What is the Great Chesapeake Bay Swim?

The Great Chesapeake Bay Swim (GCBS) is one of America’s premier open water swim challenges. The annual event is scheduled for the second Sunday of June and consists of a 4.4 mile swim across Maryland’s Chesapeake Bay. The race starts from the shores of Sandy Point State Park, which is about 5 miles northeast of Annapolis. The course extends eastward between the two spans of the William Preston Lane, Jr., Memorial Bridge (U.S. Highway 50) and finishes at a small sandy beach on Kent Island immediately south of the Bridges’ eastern-shore causeway adjacent to Hemingway’s Restaurant.

The GCBS is a charitable fundraiser for the Central Maryland Chapter of the March of Dimes. The net proceeds of the event go to aid the March of Dimes in its Campaign for Healthier Babies.
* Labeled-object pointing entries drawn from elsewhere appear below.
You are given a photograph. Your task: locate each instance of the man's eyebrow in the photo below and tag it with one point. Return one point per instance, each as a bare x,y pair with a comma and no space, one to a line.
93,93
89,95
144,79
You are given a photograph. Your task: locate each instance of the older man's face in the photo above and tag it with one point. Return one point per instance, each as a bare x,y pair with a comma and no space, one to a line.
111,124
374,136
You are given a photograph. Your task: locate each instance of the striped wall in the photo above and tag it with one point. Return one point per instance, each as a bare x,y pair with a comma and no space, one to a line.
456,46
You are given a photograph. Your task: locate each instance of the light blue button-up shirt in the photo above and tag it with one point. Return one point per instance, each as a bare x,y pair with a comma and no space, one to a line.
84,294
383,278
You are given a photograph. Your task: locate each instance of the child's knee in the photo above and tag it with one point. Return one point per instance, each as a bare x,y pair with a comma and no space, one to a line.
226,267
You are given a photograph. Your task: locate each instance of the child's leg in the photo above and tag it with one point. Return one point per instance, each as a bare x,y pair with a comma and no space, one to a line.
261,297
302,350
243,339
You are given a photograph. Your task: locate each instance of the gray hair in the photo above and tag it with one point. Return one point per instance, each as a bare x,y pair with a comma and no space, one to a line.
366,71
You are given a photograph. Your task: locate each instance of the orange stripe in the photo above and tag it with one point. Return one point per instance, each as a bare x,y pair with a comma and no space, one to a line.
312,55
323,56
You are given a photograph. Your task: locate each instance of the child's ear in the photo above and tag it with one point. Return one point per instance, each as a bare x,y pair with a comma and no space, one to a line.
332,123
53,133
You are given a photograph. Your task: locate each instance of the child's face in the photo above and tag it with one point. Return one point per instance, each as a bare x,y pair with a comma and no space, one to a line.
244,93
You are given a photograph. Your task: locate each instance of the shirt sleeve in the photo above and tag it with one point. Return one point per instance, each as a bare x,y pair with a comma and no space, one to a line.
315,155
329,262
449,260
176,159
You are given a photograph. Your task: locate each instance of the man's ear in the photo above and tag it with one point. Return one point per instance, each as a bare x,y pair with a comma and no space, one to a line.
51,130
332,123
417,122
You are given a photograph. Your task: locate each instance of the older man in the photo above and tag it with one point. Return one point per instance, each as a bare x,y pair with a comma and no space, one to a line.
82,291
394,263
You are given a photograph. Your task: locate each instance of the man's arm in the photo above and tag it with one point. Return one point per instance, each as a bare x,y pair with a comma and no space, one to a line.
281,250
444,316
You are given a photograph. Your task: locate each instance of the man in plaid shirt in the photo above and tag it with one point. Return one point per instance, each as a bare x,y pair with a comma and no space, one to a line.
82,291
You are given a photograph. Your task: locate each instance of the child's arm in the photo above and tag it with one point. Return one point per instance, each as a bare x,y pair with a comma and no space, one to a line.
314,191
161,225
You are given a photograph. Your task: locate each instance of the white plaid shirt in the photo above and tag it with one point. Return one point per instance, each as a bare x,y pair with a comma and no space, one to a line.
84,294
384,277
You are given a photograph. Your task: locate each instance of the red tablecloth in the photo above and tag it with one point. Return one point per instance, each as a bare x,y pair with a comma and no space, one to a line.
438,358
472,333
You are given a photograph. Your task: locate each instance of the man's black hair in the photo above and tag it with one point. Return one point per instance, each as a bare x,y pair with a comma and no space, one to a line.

The 1991 Bay Swim had 844 participants -- a stunning growth from it's annual participation of 1 swimmer (founder Brian Earley) in the early 1980s.  Unchecked, it has been estimated that the GCBS could attract 3,000 entrants annually.   Since 1993, the Coat Guard has limited participation in the GCBS to around 650 participants to ensure a safe and well-organized event (see Federal Register notices). Typically, about 650 participants start the race in two equally sized waves fifteen minutes apart, with the faster swimmers starting in the second wave. This arrangement helps to group the swimmers as much as possible during the race to assist the kayakers and boaters in monitoring and aiding the swimmers.

The GCBS requires a major commitment to proper training and open water experience. To be accepted, applicants must submit documentation that they have either completed a recent open water event or completed a three-mile pool swim in under 2 hours 15 minutes (see Lin-Mark for details). Although over seven thousand swimmers have successfully completed the event over the years, the achievement has been a once-in-a-lifetime experience for about 59 percent of the finishers. To increase safety, wetsuits are allowed and encouraged (the GCBS is not a U. S. Masters Swimming event). Among the difficulties that may be encountered during the average 2 hour 25 minute swim are flailing arms and legs during the "Cuisinart start;" cross currents; swells; chop; hypothermia if the water is cold; nettle stings if the water is warm; and collisions with the bridge supports, construction cables, or the rocks surrounding the jetties, islands, and causeways.

Since 1993, the National Oceanic and Atmospheric Administration (NOAA) has measured tidal, current and weather conditions prior to the event and compared the results with predicted conditions to determine the optimum starting time for the event. As a result, 79-99 % of the starters finished the race since the 1993 event. Prior to this, in 1991 and 1992, a strong ebb current of about 2 knots in the main channel beneath the 200-feet high spans (one and a half miles from the start) precluded all but the strongest and most determined swimmers from finishing the event (only 15-19 % finished the swim).

At its widest point, the Chesapeake Bay is 30 miles across and narrows to just four miles where it is crossed by the William Preston Lane, Jr., Memorial Bridge, built in 1952 (northern, westbound span) and in 1973 (southern, eastbound span). No one knows who was the first to swim across the bay at this point. However, a determined 21-year old, Brian J. Earley, started what is now the GCBS with his first solo swim from Kent Island to Sandy Point State Park on June 13, 1982, in memory of his father Joseph Earley, who died of diabetes complications in 1981. Two years later, race organizer Fletcher Hanks began a separate bay swim event which attracted 2 swimmers the first year and 67 (48 finishers) in 1985. On June 15, 1986, the Hanks and Earley events merged when 211 swimmers successfully swam from Westinghouse (south of the bridges on the western shore) to Hemingway’s Restaurant. The following year, the event started at Sandy Point State Park, which established its present course.  Brian Earley, originally a Chesapeake Bay area resident, has moved to San Diego, California. Nevertheless, Brian has returned the second Sunday of every June since 1982 (except for 1998 and 2004) to once again swim the Bay in honor of his father and to help those who are less fortunate.

In memory of his mother, who passed away in November 1998, Brian Earley also established the Cynthia Earley Educational Foundation in 1999 to encourage charitable giving. The recipient is the school-age person (15-21 years of age) who raises the most money for the March of Dimes by their participation in the Great Chesapeake Bay Swim.